Tegenwoordig is het erg makkelijk om op je bestemming te komen. Met één druk op de knop wijst Google Maps je de kortste route. Maar vroeger was navigeren nog niet zo eenvoudig. Zo waren zeevaarders volledig omgeven door water, water en nog eens water. En als je beneden geen herkenningspunten hebt, moet je je enige houvast boven je zoeken en kijken naar de hemel.
Daarom gebruikten ze bij het navigeren hemellichamen, zoals de zon of een ster. Dit heet astronavigatie. Dat gaat ongeveer zo: Er wordt een hoek gemeten tussen het hemellichaam, de waarnemer en de horizon.
En je moet de precieze tijd weten, want de aarde draait! En daardoor verandert de positie van de hemellichamen de hele dag. Om uiteindelijk je plaats te bepalen, gebruik je een tabellenboek, daarin is de locatie van je hemellichaam te vinden.

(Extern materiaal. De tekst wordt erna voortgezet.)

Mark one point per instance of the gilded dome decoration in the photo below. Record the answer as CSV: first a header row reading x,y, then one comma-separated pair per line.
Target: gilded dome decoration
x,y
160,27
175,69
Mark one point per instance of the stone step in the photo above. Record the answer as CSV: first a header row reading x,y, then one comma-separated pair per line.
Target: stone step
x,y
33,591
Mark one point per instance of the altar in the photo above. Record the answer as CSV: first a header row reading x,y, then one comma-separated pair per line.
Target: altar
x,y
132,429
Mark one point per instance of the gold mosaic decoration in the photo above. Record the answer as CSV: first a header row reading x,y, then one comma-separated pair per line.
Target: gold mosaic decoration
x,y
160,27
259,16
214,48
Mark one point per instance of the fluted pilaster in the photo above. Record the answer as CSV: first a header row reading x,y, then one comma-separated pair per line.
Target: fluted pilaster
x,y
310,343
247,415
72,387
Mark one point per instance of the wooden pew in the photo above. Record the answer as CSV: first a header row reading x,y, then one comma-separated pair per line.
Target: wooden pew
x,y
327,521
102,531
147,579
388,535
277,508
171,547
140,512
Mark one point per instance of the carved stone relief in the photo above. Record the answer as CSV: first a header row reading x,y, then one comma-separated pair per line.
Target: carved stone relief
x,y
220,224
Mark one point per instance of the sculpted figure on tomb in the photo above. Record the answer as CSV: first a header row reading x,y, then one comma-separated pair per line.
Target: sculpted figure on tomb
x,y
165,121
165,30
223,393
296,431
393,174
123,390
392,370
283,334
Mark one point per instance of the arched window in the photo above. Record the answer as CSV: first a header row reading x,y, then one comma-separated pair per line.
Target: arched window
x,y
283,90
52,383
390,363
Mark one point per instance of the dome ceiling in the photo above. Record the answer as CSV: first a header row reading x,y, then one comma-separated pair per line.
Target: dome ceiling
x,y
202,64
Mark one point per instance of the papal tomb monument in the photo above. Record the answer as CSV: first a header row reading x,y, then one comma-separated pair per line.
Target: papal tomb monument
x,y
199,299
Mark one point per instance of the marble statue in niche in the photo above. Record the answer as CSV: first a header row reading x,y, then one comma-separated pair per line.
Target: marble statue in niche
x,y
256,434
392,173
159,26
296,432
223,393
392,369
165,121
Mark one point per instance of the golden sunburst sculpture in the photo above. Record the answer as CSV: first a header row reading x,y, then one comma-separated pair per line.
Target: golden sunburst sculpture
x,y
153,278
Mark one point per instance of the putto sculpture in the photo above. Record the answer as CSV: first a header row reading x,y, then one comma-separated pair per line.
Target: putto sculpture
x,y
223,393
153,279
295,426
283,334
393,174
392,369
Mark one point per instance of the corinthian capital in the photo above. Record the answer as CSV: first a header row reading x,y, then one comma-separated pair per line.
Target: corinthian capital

Na het toepassen van meerdere correcties, kun je je locatie op een kaart intekenen en je koers bepalen. Volg je het nog? In de loop der eeuwen zijn er voor deze methode steeds betere meetinstrumenten ontwikkeld: Het begint met de kwadrant, dan het astrolabium, de Jacobsstaf, de octant en de sextant. Die sextant blijft tot de jaren 80 van de vorige eeuw het meest gebruikte instrument. En dat voor een apparaatje dat Columbus al gebruikte bij zijn ontdekkingsreizen!
Tegenwoordig vertrouwen veel schippers op GPS. Maar wat als de moderne technologie je in de steek laat? Dan maken veel schepen nog steeds gebruik van astronavigatie. En nou weet jij ook hoe je gebruik kunt maken van deze low-tech methode!